Thursday, January 29, 2004

Training Wheels

Recently, I was sitting on the porch of the trading post watching my two nephews riding their bicycles and antagonizing each other. It was early evening; a relaxing time. The day was winding down, and it was almost time to head north, towards Blanding and home. It had recently rained, the air was fresh and invigorating, the earth smelled rich and there were new sprouts of green near the edge of the sidewalk. This certainly meant a new crop of weeds would soon come bursting forth. As I watched, Tarrik and Grange ran their bikes into each other and crashed to the ground. I quickly realized they were unhurt, and smiled to myself as I witnessed their entanglement and post smash up argument about who caused the incident.

Tarrik and Grange in front of Twin Rocks Trading Post
Tarrik and Grange in front of Twin Rocks Trading Post

As I helped the boys untangle themselves, briskly dusted off their back sides and tried to stop the recriminations, a memory popped into my head. The event happened at least ten years ago, but the emotions washed over me as forcefully as they had at the time of the original incident. My eldest child, Spenser, had decided it was time to "take off the training wheels," and test his independence. He figured he was ready to ride his bicycle without being artificially propped up or aided in any way. He also figured he was not going to need the help of his father.

For whatever reason, my four year old foundling had asked me to remove the bicycle extensions and step aside. I learned something about my boy that day that both worried and made me proud. As instructed, I stood back and watched as Spenser repeatedly mounted that miniature bicycle and fell to the sidewalk. As my wife paced back and forth on our front lawn, and frowned at me as if this were my fault, Spenser continued his efforts. It wasn't long before tears of frustration rolled down his youthful, pink cheeks, but he would not accept help or give up his undertaking.

Spenser Simpson
Spenser Simpson

Laurie and I watched in concerned amazement as our son slowly progressed. Soon he was pedaling his way from one end of our block to the other. His determination was remarkable, and his tenacity unwavering. Spenser had pushed his limits to new levels and discovered that one can achieve great success by sheer willpower. At that moment, Laurie and I realized we were the proud parents of a very determined and resourceful young man.

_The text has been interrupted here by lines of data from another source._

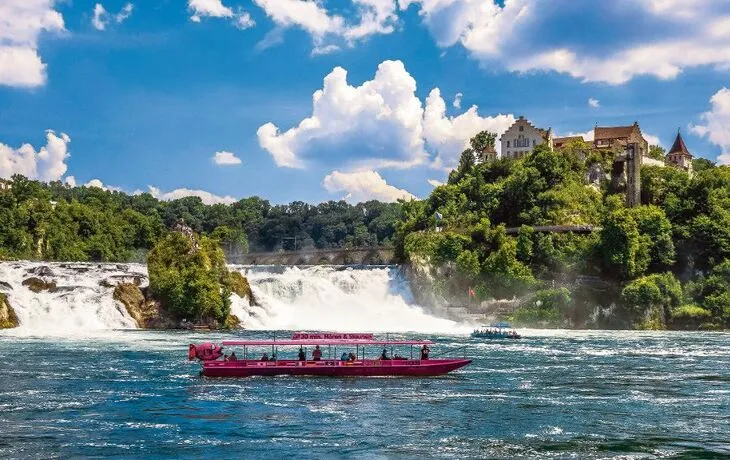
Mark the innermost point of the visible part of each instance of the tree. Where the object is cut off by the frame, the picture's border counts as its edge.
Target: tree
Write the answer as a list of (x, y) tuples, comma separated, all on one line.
[(189, 276)]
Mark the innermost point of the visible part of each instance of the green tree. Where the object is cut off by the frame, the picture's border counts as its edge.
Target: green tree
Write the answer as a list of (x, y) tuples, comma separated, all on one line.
[(189, 276)]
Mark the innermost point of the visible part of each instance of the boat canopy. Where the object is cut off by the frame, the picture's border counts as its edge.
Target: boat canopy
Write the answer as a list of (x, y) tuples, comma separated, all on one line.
[(326, 338), (306, 342)]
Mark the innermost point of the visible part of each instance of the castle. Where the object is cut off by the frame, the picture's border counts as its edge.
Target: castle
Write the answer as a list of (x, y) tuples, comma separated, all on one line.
[(630, 147)]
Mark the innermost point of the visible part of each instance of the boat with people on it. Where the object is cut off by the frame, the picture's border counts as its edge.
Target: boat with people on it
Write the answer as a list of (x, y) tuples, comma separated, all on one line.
[(496, 331), (353, 362)]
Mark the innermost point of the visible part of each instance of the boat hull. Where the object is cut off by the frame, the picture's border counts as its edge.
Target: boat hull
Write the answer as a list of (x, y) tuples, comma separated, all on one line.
[(332, 368)]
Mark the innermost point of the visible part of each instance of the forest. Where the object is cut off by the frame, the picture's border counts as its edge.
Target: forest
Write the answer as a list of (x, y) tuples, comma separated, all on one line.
[(663, 264), (52, 221)]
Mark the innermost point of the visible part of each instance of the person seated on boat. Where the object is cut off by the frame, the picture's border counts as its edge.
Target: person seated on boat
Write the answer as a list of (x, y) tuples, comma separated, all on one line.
[(384, 354)]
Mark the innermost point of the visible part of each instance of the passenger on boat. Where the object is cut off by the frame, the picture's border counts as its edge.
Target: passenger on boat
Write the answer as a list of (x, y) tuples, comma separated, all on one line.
[(425, 351)]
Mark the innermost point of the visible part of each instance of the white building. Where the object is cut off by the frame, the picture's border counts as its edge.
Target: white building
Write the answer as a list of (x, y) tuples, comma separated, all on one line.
[(522, 137)]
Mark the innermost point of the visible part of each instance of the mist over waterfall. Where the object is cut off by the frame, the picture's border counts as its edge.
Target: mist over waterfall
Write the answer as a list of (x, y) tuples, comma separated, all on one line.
[(292, 298), (337, 298)]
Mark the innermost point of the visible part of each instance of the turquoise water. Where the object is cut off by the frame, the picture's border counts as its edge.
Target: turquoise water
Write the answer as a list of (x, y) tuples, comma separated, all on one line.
[(553, 395)]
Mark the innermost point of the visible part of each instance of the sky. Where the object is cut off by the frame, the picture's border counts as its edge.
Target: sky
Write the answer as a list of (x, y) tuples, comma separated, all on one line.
[(316, 100)]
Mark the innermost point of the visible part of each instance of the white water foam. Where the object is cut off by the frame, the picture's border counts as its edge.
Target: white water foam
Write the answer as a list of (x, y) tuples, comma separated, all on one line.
[(373, 299), (313, 298), (79, 303)]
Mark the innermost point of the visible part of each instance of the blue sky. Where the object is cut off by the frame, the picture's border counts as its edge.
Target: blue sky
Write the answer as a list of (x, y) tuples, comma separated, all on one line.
[(143, 97)]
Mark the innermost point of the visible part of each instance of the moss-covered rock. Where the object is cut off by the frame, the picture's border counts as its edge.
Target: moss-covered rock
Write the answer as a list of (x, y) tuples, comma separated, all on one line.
[(8, 319), (146, 312), (37, 285)]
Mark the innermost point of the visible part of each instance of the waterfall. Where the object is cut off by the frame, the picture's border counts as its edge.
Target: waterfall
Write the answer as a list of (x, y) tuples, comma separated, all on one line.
[(79, 302), (337, 298), (290, 298)]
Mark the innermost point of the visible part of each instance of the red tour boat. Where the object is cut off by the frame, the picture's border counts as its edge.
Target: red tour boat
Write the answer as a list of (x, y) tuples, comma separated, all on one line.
[(312, 346)]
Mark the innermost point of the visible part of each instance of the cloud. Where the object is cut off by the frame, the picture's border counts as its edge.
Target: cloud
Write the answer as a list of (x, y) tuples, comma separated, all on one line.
[(457, 100), (226, 159), (47, 164), (379, 124), (215, 9), (363, 186), (528, 35), (330, 31), (716, 125), (206, 197), (21, 24), (449, 136), (100, 18)]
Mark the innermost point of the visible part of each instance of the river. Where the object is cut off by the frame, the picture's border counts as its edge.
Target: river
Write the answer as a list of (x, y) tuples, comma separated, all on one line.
[(554, 394)]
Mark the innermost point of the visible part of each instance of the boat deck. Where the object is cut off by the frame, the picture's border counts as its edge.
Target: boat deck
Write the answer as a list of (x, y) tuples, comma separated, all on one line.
[(334, 368)]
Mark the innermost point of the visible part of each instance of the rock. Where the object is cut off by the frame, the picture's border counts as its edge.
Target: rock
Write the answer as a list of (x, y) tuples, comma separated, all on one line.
[(41, 271), (38, 284), (8, 319), (241, 287), (232, 322), (146, 312), (115, 280)]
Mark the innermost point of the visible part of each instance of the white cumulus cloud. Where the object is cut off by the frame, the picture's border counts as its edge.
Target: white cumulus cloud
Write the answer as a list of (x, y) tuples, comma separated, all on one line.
[(206, 197), (379, 124), (46, 164), (524, 35), (716, 125), (21, 24), (216, 9), (362, 186), (457, 100), (224, 158)]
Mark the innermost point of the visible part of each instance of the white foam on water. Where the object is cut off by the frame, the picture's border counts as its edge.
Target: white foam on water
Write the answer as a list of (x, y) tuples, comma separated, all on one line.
[(313, 298), (331, 298), (78, 304)]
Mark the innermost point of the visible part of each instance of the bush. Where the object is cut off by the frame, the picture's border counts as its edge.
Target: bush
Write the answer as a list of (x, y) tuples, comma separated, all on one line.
[(188, 276)]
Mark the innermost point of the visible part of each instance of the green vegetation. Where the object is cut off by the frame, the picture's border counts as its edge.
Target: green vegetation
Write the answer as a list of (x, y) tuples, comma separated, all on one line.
[(188, 275), (664, 264), (57, 222)]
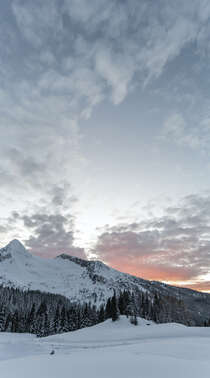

This experience, and my newly found understanding of what can motivate people, has, over the years, proved beneficial at the trading post. I see the same determination to succeed in many of the artists we deal with on a daily basis. Looking across the counter into the fiercely determined eyes of an artist negotiating a price for his or her creation can be truly inspiring, and frightening. With great zeal, they inform us just what it took to produce their masterwork, and why it should be worth more than we are offering. The whole experience can be extremely educational.

There are tears of frustration, grinding and gnashing of teeth, hair pulling and near strangulations. Being the sensitive type, Steve gets rather worked up over these situations. The artists, on the other hand are usually more reasonable. But you have not lived until you have stood opposite someone like Matthew Yellowman, and listened to his impassioned dissertations on what it takes to carve, detail and professionally paint his masterful folk art. Beautifully sculpted roadrunners, along with chickens and ravens in moccasins and sneakers, spring to life under his expert hand. You soon realize that he has powerful emotions concerning his art, and he expects you to understand his motivations.

Then there is Delbert Buck, and his whimsical sculptures depicting humorous aspects of Navajo life. He has a knack for making you snort with laughter when first catching sight of his work. Delbert is low key, easy going and has a much more subtle approach to promoting and educating us about his art. He brings his entire family along to help express his opinions, share inspiration and negotiate terms. They gang up on us, which exaggerates their fervor. I have learned not to underestimate the strength of numbers. Steve and I don't stand much of a chance against that determined mob.

Whether I am dealing with my own family, my nephews, Steve and especially the artists, there are always strong wills at play, exaggerated opinions and emotional outbursts to contend with. Creative individuals often have much to say, and inventive ways of expressing themselves. It seems there is never a dull moment here at the trading post. Maybe one of these days I will feel comfortable enough to express my own point of view. I can feel the training wheels coming off.